Not only has The Granary Kitchen + Bar project charmed its patrons, but also won recognition from Pertubuhan Arkitek Malaysia (PAM) and Malaysian Institute of Interior Designers (MIID).
Ng said the project took the Gold Award for design excellence in the Green Interior & Adaptive Reuse category at the MIID Reka Awards in November last year and also the Commendation Award at the PAM Awards 2018 under the Adaptive Re-Use category.
“We’re quite happy we got the Commendation Award from PAM in May last year and later the MIID Reka Awards — which is something we recently joined.”
Chiming in, Tina said they were pleasantly surprised to be given the Gold Award from MIID, particularly when the projects shortlisted were mostly big and ‘very sleek and very new’.
“You can tell they have a much more comfortable budget compared to ours which is considered quite small and humble.”
She credited the success of the project to Urban Village, especially its director Rosemarie Wong, saying: “We have a good relationship with our client and were on the same page with them in terms of vision and that ultimately contributed to the success of the project.”
The partnership between IDC Architects and Urban Village also led to another collaboration between the two companies in restoring and converting the old St Mary’s Boarding House and Diocesan guesthouse into The Marian Boutique Lodging House.
“For this project, we also used a similar approach we applied to The Granary Kitchen + Bar project,” Ng said.
“When we first visited the building, situated, coincidently, right behind The Granary, we found that workmanship on some of the features was very good such as the glass louver windows.
“So we decided to maintain those still in good condition and replace the worn down parts like the leaking roof.
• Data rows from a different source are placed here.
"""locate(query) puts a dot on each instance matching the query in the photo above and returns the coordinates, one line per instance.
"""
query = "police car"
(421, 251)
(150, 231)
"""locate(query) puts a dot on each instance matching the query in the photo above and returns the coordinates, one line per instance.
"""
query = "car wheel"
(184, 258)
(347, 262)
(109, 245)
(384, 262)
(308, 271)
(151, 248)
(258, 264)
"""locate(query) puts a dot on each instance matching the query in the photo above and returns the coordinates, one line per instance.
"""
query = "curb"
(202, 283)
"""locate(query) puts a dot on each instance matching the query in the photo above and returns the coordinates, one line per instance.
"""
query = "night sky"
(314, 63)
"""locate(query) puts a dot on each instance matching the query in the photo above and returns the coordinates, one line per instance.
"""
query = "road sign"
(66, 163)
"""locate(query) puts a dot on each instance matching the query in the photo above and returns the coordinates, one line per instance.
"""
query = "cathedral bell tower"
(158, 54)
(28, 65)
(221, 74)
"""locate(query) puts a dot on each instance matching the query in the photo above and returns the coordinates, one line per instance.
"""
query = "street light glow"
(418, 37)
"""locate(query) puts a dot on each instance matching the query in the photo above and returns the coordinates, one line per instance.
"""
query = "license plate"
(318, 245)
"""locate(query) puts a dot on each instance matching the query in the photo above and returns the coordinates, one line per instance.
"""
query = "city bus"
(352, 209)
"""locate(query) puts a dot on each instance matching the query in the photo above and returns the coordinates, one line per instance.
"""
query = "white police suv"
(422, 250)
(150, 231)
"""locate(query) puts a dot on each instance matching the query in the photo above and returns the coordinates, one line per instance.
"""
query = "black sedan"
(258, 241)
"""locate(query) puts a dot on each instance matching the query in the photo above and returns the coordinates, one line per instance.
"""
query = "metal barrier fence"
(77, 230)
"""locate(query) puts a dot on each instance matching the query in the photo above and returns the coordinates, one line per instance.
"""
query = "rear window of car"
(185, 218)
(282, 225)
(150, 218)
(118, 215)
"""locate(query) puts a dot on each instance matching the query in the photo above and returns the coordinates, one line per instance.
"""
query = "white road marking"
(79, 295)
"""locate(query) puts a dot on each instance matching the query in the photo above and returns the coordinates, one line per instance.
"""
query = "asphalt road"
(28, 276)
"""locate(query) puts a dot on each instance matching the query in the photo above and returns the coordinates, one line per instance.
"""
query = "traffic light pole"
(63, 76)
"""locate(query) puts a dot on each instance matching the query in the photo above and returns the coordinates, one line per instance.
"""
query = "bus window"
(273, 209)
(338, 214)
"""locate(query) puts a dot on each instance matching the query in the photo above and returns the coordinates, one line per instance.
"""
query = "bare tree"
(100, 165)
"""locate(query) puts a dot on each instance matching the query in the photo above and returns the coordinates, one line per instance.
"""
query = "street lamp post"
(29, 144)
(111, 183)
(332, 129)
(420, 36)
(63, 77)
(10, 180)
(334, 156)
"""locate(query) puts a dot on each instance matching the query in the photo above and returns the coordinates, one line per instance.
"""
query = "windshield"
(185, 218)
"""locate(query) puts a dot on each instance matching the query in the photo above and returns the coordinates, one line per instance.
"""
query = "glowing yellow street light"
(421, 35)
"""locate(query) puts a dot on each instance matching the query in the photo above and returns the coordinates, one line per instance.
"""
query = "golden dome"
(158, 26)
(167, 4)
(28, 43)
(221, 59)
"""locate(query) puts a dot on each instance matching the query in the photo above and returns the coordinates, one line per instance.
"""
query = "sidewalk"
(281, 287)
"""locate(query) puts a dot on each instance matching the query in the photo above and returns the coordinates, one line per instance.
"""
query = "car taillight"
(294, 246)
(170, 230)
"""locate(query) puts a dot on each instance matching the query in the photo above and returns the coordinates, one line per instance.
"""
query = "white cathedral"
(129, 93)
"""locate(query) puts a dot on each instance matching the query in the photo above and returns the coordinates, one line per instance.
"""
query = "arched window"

We also gave the building fresh coats of paint in black and white so that it becomes more striking and similar to a colonial house.”
Since it was completed, The Marian Boutique Lodging House, atop a hill in the heart of Kuching city, is considered as one of the city’s architectural landmarks.
It was shortlisted in the Adaptive Re-Use category at PAM Awards 2018 along with Borneo 744, another project of IDC Architects.
Alan said IDC Architects is thrilled to be recognised for carrying out its projects, especially when the firm was the sole representative from Sarawak at PAM Awards 2018 and MIID Reka Awards.
“A lot of times, projects, shortlisted for these architectural awards, are mostly from peninsular Malaysia, so we’re happy to not only have been shortlisted but also won the top award for The Granary Kitchen + Bar.”
He said what was interesting about IDC Architects’ two projects was that it showed preservation is not necessarily at odds with economic development.
“Both are very successful projects, so preservation does not mean you can’t make money out of the projects. Moreover, we also get to preserve the good places of Kuching.”
The projects, he added, also showed two very different approaches to conservation.
“Conservation doesn’t mean we have to keep every single thing exactly the same way it was. With The Marian, we put back pretty much what was there, filled in the missing pieces and restored the building to its original grandeur while The Granary represented a creative imagination where it isn’t exactly what it was but we brought back all these old and new things and created a vibrant exciting space unlike any other place in Kuching.
“These two projects show two ways in which a mind inclined towards conservation can create meaningful, memorable and very special places and these are what make Kuching special.”
He stressed for Kuching to remain as a ‘special place’, it was necessary to ensure the heritage buildings of the city were preserved and conserved.
“At this point in time, we believe it’s really up to the partnership between clients, developers, architects and other professionals to bring about more awareness on preservation of historic buildings.
“Otherwise, the heritage of Kuching could disappear just like that — especially when Sarawak has no heritage or preservation laws which prevent historic buildings from being demolished.”